Microbiota Intestinal: o que é a importância de seu equilíbrio para o corpo

Microbiota Intestinal: o que é a importância de seu equilíbrio para o corpo

O microbioma é o conjunto de microrganismos (bactérias, vírus, fungos e arqueas) que habita em cada um de nós. Estão em todas as partes do nosso corpo, como pele, narinas, boca, genitais e, principalmente, intestino.

 

O intestino é o local com maior concentração de bactérias e o conjunto de bactérias que habitam nosso intestino é chamado de microbiota intestinal ou flora intestinal.

 

Essas bactérias têm um papel crítico na conservação da função imunitária da mucosa, integridade epitelial de barreira, motilidade intestinal, absorção de nutrientes e metabolização de hidratos de carbono complexos e proteínas, com formação de produtos fermentados como ácidos graxos de cadeia curta.
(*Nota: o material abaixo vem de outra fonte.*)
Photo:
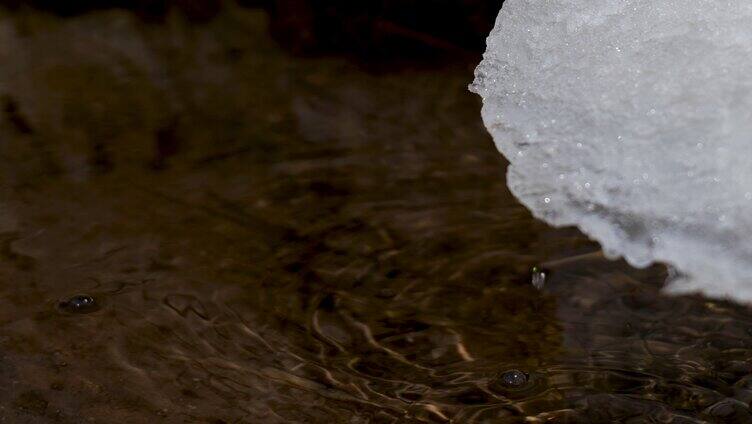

Todavia, essa relação pode ser colocada em risco por alterações qualitativas e quantitativas da microbiota e alterações da sua atividade metabólica. Essa situação é conhecida como disbiose, podendo levar à inflamação e lesão do tecido da mucosa, que parece predispor para situações.

 

Hoje, possuímos diversos estudos referentes à influência dessa microbiota intestinal em uma série de doenças como: obesidade, diabetes, câncer, demência e dermatites. Isso se deve ao fato de que vem sendo observado que a composição dessa microbiota tem um papel importante na modulação da resposta inflamatória sistêmica.

Microbiota Intestinal

No caso da obesidade, por exemplo, além da questão inflamatória, outros mecanismos envolvendo a microbiota têm sido estudados. Apesar da relação entre mecanismo e microbiota intestinal e sua contribuição com a obesidade não estar totalmente esclarecida, evidências sugerem que a atividade fermentativa das bactérias com formação de ácidos graxos de cadeia curta regula os hormônios intestinais e influenciam no aumento do gasto energético, na produção de fatores promotores de adiposidade, regulação das vias de lipogênese e síntese de triglicerídeos.

 

Dietas ricas em fibras, gorduras monoinsaturadas, proteínas de boa qualidade e cereais integrais auxiliam na manutenção da microbiota.

 

Em casos de disbiose, a dieta adequada com baixa quantidade dos alimentos ricos em FODMAPS (oligossacarídeos, dissacarídeos, monossacarídeos e polióis fermentáveis) em associação ao uso de probióticos, prebióticos e simbióticos é recomendada.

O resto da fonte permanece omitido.